Abriu a bolsa, pegou uma vez mais sua arma, manuseou aqueles dois quilos com extremíssima facilidade. Ponderou e, guardou a belicosa. Levantou-se lentamente do conforto daquela cama, respirou profundamente, externando determinação e se dirigiu a sacada do quarto. Sentiu uma fresca brisa acariciar sua face, no décimo oitavo andar daquele apartamento na parte nobre da capital baiana, olhando à beleza já nostálgica do mar deixou se corpo reclinar sobre a pequena barreira de proteção projetando seu corpo numa queda livre sem voltas.
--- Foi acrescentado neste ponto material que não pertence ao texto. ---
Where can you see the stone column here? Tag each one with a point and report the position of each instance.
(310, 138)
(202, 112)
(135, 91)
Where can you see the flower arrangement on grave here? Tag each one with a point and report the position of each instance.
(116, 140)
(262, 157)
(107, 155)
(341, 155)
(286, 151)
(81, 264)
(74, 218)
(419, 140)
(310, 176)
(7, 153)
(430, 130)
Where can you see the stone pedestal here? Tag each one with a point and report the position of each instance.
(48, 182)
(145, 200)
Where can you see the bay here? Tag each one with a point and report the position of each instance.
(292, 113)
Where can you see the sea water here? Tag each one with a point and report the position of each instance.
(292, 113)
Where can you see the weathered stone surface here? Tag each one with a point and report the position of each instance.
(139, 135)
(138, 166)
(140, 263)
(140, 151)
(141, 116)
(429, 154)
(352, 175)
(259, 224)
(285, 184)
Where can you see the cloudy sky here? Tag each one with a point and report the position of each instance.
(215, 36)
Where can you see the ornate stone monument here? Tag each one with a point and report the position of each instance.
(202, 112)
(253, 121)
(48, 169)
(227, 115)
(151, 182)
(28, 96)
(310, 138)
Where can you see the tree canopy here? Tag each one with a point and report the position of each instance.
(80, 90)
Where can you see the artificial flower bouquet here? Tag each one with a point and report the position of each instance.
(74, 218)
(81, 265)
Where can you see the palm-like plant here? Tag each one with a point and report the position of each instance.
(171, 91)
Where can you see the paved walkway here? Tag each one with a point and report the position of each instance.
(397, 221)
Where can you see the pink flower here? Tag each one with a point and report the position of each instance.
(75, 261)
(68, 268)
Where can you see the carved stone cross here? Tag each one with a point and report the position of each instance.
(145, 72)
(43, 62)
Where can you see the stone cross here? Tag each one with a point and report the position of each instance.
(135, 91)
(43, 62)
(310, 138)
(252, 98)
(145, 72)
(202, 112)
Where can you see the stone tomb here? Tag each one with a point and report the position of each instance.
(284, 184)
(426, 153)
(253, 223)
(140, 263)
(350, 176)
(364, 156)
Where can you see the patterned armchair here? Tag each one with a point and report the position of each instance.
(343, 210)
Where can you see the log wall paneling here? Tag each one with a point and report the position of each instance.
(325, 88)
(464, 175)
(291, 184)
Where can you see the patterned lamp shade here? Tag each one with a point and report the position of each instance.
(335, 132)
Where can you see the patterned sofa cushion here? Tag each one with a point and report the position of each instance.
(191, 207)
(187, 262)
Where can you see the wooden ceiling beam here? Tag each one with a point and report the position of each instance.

Segundos depois, Dona Dada, funcionária da casa chega ao local procurando sua patroa, mas enquanto d. Dada lá em cima a procurava, lá em baixo um bolo de gente circundava os farelos humanos daquela linda mulher. Só restava agora a tristeza e uma mensagem no móbile phone: “me desculpem, amos todos vocês!”